The control signals needed to select the appropriate input of the multiplexers are generated from the DF, W and S bits. This logic is much simpler than the comparator logic present in the conventional forwarding hardware.

When there is more than one functional unit each functional unit is given an ID. This ID is used to specify the destination instruction's functional unit.

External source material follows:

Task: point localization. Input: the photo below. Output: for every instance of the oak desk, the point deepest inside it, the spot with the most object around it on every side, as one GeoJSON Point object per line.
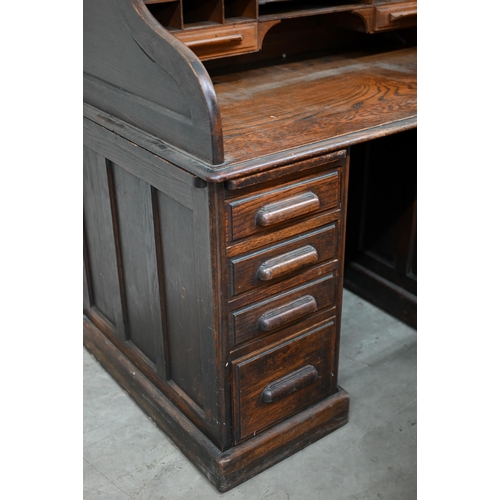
{"type": "Point", "coordinates": [215, 198]}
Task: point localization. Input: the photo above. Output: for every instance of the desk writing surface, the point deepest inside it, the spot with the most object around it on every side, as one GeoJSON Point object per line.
{"type": "Point", "coordinates": [277, 108]}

For an architecture with one functional unit and the above pipeline scheme, three bits per instruction are required to specify the forwarding information. When a number of functional units are present, the size of the instruction increases by the number of bits required for specifying the functional unit ID. The addition of these bits incurs an expense of increased instruction size. The ISA must be modified to accommodate this. Typical VLIW architectures have unutilized bits which can be used for this purpose.

#### 5 Benefits

In a VLIW processor with n functional units and d pipeline stages between ID and WB stages,  $2dn^2$  comparators are required [3]. These comparators present a costly area penalty which can be removed by the proposed scheme.

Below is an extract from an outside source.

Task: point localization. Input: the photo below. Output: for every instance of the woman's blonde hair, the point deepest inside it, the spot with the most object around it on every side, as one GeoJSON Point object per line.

By removing the comparators of the forwarding logic using the proposed scheme, the complexity of the forwarding logic is greatly reduced. The chip area

required for the proposed forwarding scheme is also reduced. Due to the reduced chip area and reduced complexity of this scheme, the power consumption will be much lower than that of the conventional forwarding logic. The effect of longer instructions on power consumption is to be examined.

## 6 Conclusion

In this paper, a compiler assisted technique for data forwarding in VLIW/EPIC processors is discussed. With the VLIW/EPIC philosophy emphasizing the need for reducing hardware complexity, this method attempts to do the same by conveying the forwarding information explicitly at compile time. The proposed scheme reduces the chip area and lowers the power consumption of the forwarding hardware.

## References

- 1. Micheal S. Schlansker, B. Ramakrishna Rau: "EPIC: An Architecture for Instruction-Level Parallel Processors," HP Laboratories Palo Alto, HPL-1999-111, February 2000.
- 2. "Exploitation of Fine-Grain Parallelism," Lecture Notes in Computer Science, Volume 942, Springer Verlag.
- 3. A. Abnous and N. Bagherzadeh: "Architectural Design and analysis of a VLIW Processor," M.S. Thesis, University of California, Irvine, 1991.
- 4. A. Abnous and N. Bagherzadeh: "Pipelining and Bypassing in a VLIW Processor," IEEE Trans. on Parallel and Distributed Systems, Vol. 5, No. 6, June 1994, pp. 658-663.
- 5. M. Sami, D. Sciuto, C. Silvano, et al.: "Exploiting data forwarding to reduce the power budget of VLIW embedded processors," Processor Design, Automation and Test in Europe, pp. 252-257 2001.
- 6. J. Hennessy and D. A. Patterson: "Computer Architecture: A Quantitative Approach," Morgan Kaufmann Publishers, San Mateo, CA, Second Edition, 1996.